Table 39.3: COMBIN39 Item and Sequence Numbers lists output available through the ETABLE command using the Sequence Number method. See The General Postprocessor (POST1) in the Basic Analysis Guide and The Item and Sequence Number Table in this reference for more information. The following notation is used in Table 39.3: COMBIN39 Item and Sequence Numbers:
output quantity as defined in the Table 39.2: COMBIN39 Element Output Definitions
predetermined Item label for ETABLE command
sequence number for single-valued or constant element data
If you specify KEYOPT(4) = 0, the element has only one degree of freedom per node. This degree of freedom defined by KEYOPT(3), is specified in the nodal coordinate system and is the same for both nodes (see Elements That Operate in the Nodal Coordinate System). KEYOPT(3) also defines the direction of the force. Nodes I and J may be anywhere in space (preferably coincident).

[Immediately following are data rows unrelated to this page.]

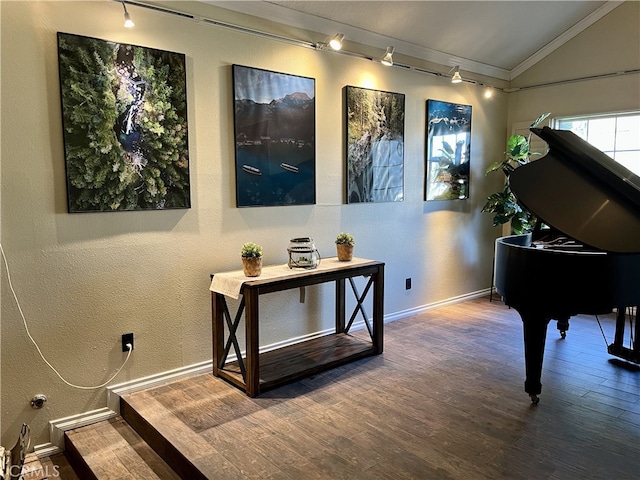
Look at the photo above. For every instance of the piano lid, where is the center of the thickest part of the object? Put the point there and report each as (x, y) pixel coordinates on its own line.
(582, 192)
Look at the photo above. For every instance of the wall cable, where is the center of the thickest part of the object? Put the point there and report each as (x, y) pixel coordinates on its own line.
(26, 327)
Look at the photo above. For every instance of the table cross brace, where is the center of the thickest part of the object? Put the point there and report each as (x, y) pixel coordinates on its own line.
(233, 327)
(359, 307)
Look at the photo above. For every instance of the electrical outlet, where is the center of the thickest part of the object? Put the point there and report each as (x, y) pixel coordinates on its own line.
(127, 338)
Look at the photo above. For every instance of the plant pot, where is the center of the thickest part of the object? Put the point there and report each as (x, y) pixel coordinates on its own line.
(252, 266)
(345, 252)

If you specify KEYOPT(4) ≠ 0, the element has two or three displacement degrees of freedom per node. Nodes I and J should not be coincident, since the line joining the nodes defines the direction of the force.
The element is defined such that a positive displacement of node J relative to node I tends to put the element in tension.

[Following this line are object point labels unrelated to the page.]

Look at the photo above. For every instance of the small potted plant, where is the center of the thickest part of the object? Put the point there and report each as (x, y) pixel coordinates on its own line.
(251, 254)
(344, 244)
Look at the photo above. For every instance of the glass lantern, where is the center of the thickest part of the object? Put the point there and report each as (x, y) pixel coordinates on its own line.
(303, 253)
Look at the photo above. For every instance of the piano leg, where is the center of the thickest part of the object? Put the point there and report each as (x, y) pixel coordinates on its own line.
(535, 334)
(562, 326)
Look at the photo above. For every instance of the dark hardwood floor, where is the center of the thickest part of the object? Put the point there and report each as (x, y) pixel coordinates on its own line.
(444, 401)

The element is nonlinear and requires an iterative solution.
The nonlinear behavior of the element operates only in static and nonlinear transient dynamic analyses.
As with most nonlinear elements, loading and unloading should occur gradually.
When the element is also nonconservative, loads should be applied along the actual load history path and in the proper sequence.
The element can not be deactivated with the EKILL command.
The real constants for this element can not be changed from their initial values.
Whenever the force that the element carries changes sign, UORIG is reset, and the origin of the force-deflection curve effectively shifts over to the point where the force changed sign. If KEYOPT(2) = 1 and the force tends to become negative, the element "breaks" and no force is transmitted until the force tends to become positive again.
When KEYOPT(1) = 1, the element is both nonlinear and nonconservative.
In a thermal analysis, the temperature or pressure degree of freedom acts in a manner analogous to the displacement.